We have a delightfully evil boo-hiss villain in Luseferous, who has a particularly inventive mind when it comes to devising methods of extreme torture. We have a sumptuously observed exotic alien species in the Dwellers; near-as-damn-it immortal, this arrogant, hedonistic race can switch from an irritating blasé aloofness to endearing earthy (or Nasqueron-y perhaps?) humour at the drop of a hub-kilt. We have a cunningly evolving plot with machiavellian twists, double and triple-crosses, sacrifice, redemption, heroism, further insights into the machine soul (a theme explored oft-times before by Banks), shocks, thrills, many laughs, a little sodomy, battles on an unimaginable scale and enough technical minutia to keep the geekiest of sci-fi addicts more than happy.

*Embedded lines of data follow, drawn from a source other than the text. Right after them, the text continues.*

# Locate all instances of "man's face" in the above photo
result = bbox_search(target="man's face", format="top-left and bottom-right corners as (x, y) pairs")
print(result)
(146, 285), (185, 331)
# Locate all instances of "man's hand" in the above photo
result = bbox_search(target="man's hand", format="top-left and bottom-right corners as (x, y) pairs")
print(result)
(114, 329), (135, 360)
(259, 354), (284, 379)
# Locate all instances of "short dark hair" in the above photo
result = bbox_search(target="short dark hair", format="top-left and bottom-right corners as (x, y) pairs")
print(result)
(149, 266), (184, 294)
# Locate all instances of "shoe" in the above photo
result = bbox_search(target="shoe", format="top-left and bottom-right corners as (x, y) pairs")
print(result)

The sheer humanity and ordinariness of the hero - Fassin Taak, means he strikes a chord with all of us and we can empathise with his experiences throughout the story, whether he be reliving the tragedy in the derelict spacecraft, gulping the chill of gill-fluid in preparation for his "delve", or merely strolling through his garden with the vast bulk of the gas-giant filling the sky above him.
The measured pace of The Algebraist perhaps delivers /slightly/ less visceral thrills and visionary wonder than the pure genius of Consider Phlebas, Use of Weapons or Look to Windward, but it certainly won't disappoint the faithful and just might turn new readers onto Britain's best living sci-fi author.
The elegiac epilogue was genuinely profound and moving, and rang faint echoes of Voltaire's Candide - "Il faut cultiver notre jardin".